According to Palmer, the Union Gospel Mission, which also runs a clinic at Anna Ogden Hall, its long-term shelter for women and children, has nine volunteer providers covered by state malpractice insurance.

The House of Charity’s outreach clinic, run by Providence Sacred Heart Medical Center, has 18 volunteers covered under the program and has had more than 2,000 patient visits so far this year.

Christ Clinic has 10; Community Health Association of Spokane has two ; Camp STIX diabetes program has two; and the Spokane Guild School has one. These include physicians, physician assistants, nurse practitioners, nurses, dentists, hygienists, pharmacists and a chiropractor, among others, Palmer said.

Many of these providers, like Wolfe, are retired. In some cases, providers who volunteer at free or low-cost clinics are covered by their own insurance, but in many cases their carriers won’t cover volunteer work.

Among cuts proposed under Gov. Chris Gregoire’s budget proposal is a $297,000 reduction in Area Health Education Centers/Rural Health Capacity, most of which would be realized by elimination of the malpractice program.

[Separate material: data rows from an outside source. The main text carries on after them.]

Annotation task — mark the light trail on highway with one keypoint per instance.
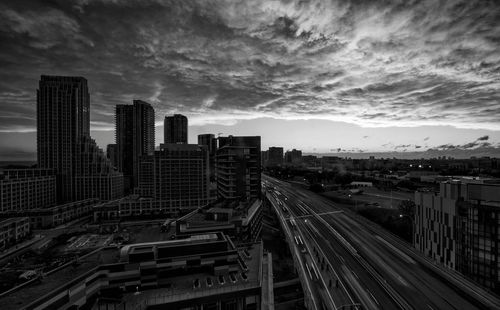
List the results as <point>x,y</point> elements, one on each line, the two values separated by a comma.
<point>383,272</point>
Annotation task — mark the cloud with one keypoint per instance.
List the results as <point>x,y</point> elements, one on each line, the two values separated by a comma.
<point>373,63</point>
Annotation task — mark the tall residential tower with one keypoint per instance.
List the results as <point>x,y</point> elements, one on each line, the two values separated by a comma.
<point>175,129</point>
<point>135,137</point>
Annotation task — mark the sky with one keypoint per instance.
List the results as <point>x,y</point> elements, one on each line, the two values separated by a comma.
<point>321,76</point>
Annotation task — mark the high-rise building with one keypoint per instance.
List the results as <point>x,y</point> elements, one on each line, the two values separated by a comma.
<point>177,174</point>
<point>25,189</point>
<point>293,157</point>
<point>135,137</point>
<point>63,118</point>
<point>175,129</point>
<point>210,142</point>
<point>64,142</point>
<point>460,228</point>
<point>275,156</point>
<point>238,167</point>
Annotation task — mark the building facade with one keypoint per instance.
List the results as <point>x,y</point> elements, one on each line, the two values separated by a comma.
<point>210,142</point>
<point>135,137</point>
<point>275,156</point>
<point>175,129</point>
<point>177,174</point>
<point>460,228</point>
<point>13,230</point>
<point>64,143</point>
<point>293,157</point>
<point>24,189</point>
<point>205,271</point>
<point>238,167</point>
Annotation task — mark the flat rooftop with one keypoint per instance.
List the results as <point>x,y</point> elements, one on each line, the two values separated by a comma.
<point>26,295</point>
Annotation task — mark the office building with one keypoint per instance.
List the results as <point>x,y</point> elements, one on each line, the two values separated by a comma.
<point>177,174</point>
<point>210,142</point>
<point>238,168</point>
<point>293,157</point>
<point>135,137</point>
<point>205,271</point>
<point>275,156</point>
<point>13,230</point>
<point>64,143</point>
<point>43,218</point>
<point>240,220</point>
<point>175,129</point>
<point>24,189</point>
<point>459,228</point>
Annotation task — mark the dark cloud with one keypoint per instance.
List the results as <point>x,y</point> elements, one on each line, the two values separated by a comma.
<point>377,63</point>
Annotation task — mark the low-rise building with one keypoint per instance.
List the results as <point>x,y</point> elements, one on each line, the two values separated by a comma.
<point>43,218</point>
<point>13,230</point>
<point>241,221</point>
<point>201,271</point>
<point>460,228</point>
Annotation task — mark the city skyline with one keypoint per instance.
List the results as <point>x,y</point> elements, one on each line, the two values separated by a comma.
<point>359,77</point>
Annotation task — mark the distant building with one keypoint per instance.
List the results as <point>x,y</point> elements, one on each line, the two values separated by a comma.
<point>24,189</point>
<point>64,143</point>
<point>460,227</point>
<point>42,218</point>
<point>205,271</point>
<point>210,142</point>
<point>175,129</point>
<point>177,174</point>
<point>13,230</point>
<point>293,157</point>
<point>275,156</point>
<point>239,167</point>
<point>135,137</point>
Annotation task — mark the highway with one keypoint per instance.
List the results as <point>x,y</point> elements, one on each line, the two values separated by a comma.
<point>380,270</point>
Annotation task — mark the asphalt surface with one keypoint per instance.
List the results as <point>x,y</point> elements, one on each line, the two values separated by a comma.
<point>379,269</point>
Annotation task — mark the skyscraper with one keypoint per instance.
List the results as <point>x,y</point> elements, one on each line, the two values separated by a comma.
<point>238,168</point>
<point>135,137</point>
<point>211,143</point>
<point>177,175</point>
<point>175,129</point>
<point>64,142</point>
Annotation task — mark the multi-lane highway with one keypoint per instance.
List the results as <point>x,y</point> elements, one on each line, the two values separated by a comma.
<point>378,269</point>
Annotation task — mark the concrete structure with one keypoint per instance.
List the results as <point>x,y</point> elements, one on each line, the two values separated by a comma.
<point>293,157</point>
<point>201,271</point>
<point>177,174</point>
<point>238,168</point>
<point>24,189</point>
<point>175,129</point>
<point>275,156</point>
<point>241,221</point>
<point>460,228</point>
<point>112,154</point>
<point>13,230</point>
<point>56,215</point>
<point>64,142</point>
<point>135,137</point>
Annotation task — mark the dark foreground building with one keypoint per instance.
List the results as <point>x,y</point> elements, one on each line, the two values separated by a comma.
<point>175,129</point>
<point>238,168</point>
<point>460,228</point>
<point>199,272</point>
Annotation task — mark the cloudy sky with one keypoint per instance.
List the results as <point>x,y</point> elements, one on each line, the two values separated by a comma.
<point>323,76</point>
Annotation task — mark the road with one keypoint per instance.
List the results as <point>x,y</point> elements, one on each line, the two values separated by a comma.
<point>383,271</point>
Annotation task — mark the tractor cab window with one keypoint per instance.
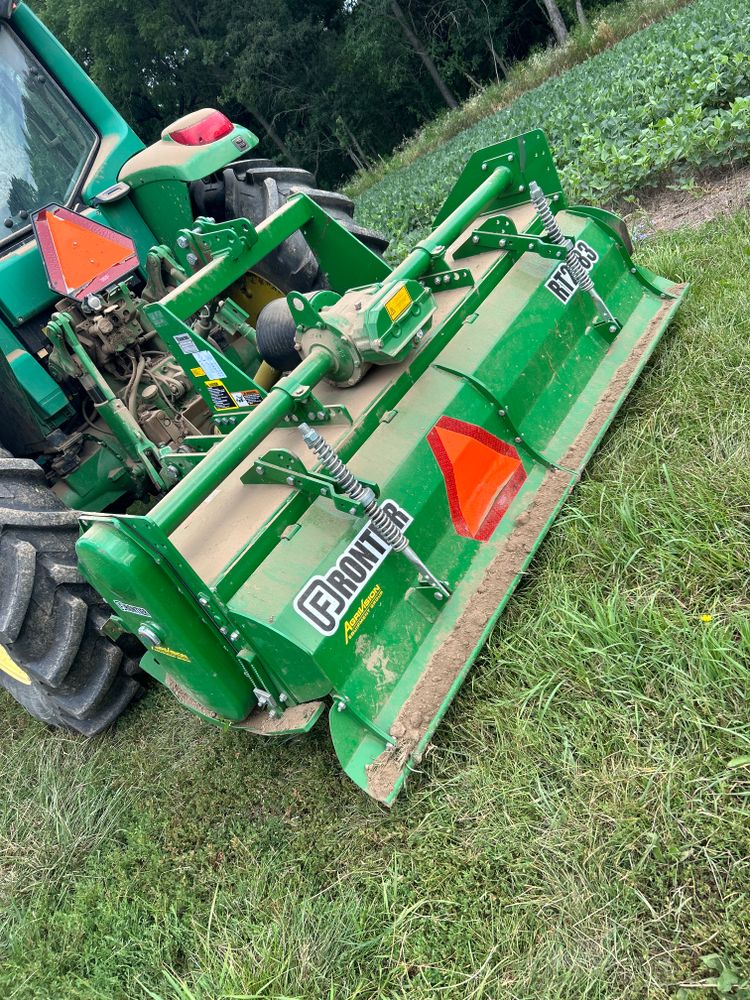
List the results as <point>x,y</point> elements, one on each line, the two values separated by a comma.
<point>45,143</point>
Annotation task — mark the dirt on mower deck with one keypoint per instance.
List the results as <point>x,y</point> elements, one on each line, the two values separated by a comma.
<point>442,671</point>
<point>719,193</point>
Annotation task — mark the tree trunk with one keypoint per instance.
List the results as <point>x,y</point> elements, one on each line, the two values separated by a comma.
<point>424,55</point>
<point>271,132</point>
<point>556,20</point>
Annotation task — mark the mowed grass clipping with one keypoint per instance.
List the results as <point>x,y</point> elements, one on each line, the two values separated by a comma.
<point>667,102</point>
<point>580,828</point>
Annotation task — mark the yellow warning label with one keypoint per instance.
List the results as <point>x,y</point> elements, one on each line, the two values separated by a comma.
<point>166,651</point>
<point>351,625</point>
<point>9,666</point>
<point>398,304</point>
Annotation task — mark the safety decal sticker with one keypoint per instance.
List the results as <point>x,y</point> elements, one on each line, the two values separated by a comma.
<point>166,651</point>
<point>186,343</point>
<point>133,609</point>
<point>561,283</point>
<point>398,304</point>
<point>247,397</point>
<point>221,398</point>
<point>209,364</point>
<point>324,600</point>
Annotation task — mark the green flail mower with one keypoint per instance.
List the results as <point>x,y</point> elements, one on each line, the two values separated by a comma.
<point>343,485</point>
<point>349,544</point>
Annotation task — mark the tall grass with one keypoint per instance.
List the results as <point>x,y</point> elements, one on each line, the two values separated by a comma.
<point>605,29</point>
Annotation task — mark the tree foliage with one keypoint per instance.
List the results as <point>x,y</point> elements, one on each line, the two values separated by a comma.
<point>327,84</point>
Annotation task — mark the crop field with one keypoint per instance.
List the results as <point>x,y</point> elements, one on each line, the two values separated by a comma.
<point>580,828</point>
<point>665,103</point>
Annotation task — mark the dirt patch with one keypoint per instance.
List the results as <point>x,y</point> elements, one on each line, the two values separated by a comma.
<point>448,662</point>
<point>720,193</point>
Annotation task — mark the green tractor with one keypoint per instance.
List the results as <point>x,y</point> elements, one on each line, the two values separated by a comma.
<point>245,456</point>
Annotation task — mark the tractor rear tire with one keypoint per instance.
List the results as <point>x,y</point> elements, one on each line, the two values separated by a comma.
<point>54,658</point>
<point>255,189</point>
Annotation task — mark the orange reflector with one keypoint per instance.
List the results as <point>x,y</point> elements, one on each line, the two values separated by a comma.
<point>482,475</point>
<point>81,257</point>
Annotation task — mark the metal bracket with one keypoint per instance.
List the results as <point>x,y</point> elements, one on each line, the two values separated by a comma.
<point>445,280</point>
<point>279,466</point>
<point>500,233</point>
<point>309,409</point>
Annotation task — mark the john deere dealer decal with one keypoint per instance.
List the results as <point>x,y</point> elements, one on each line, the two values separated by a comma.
<point>561,283</point>
<point>351,625</point>
<point>324,601</point>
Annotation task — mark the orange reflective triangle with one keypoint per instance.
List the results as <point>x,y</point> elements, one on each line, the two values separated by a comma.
<point>81,255</point>
<point>479,474</point>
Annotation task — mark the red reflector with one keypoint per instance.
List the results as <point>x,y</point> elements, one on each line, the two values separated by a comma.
<point>482,475</point>
<point>209,129</point>
<point>81,256</point>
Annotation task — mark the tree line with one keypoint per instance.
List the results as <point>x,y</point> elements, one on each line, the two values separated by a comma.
<point>331,85</point>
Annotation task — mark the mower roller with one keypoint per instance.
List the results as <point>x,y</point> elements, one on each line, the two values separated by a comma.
<point>350,537</point>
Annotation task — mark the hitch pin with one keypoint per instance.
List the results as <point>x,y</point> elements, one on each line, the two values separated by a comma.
<point>384,526</point>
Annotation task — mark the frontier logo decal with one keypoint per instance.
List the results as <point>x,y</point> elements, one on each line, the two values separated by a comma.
<point>561,284</point>
<point>324,600</point>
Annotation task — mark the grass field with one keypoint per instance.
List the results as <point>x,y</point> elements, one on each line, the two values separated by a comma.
<point>581,825</point>
<point>660,106</point>
<point>580,829</point>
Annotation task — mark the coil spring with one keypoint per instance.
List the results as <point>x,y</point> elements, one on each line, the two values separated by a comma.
<point>554,232</point>
<point>381,522</point>
<point>545,214</point>
<point>346,479</point>
<point>388,531</point>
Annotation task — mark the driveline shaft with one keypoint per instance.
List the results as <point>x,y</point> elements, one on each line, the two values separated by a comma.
<point>382,523</point>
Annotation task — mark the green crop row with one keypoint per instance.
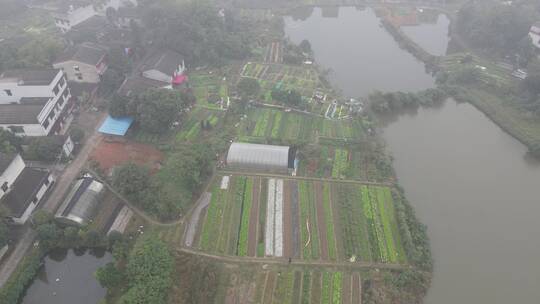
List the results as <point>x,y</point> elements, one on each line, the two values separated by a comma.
<point>329,222</point>
<point>246,212</point>
<point>340,163</point>
<point>326,292</point>
<point>306,286</point>
<point>336,290</point>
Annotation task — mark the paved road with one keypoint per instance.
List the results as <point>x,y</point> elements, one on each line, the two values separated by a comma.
<point>203,202</point>
<point>55,198</point>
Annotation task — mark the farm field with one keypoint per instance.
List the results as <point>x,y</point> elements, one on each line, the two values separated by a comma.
<point>301,219</point>
<point>305,80</point>
<point>210,89</point>
<point>191,128</point>
<point>264,125</point>
<point>207,282</point>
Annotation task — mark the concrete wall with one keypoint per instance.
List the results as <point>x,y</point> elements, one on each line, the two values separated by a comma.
<point>11,173</point>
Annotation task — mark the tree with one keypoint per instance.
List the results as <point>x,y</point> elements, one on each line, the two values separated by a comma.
<point>44,149</point>
<point>109,276</point>
<point>158,108</point>
<point>132,181</point>
<point>305,46</point>
<point>248,87</point>
<point>149,270</point>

Enacted by the Legislature in 1992, the program covers the malpractice insurance for 662 providers.

Palmer, whose Seattle-based agency administers the program under contract with the Department of Health, estimates these providers treat 67,500 clients who might otherwise seek treatment in emergency rooms.

Dr. Allen Seely, a physician with Rockwood Clinic in Liberty Lake, also volunteers at the Union Gospel Mission, though he is covered by his own group insurance.

“We could not have this clinic without Dr. Wolfe and our other (retired) partners,” Seely said.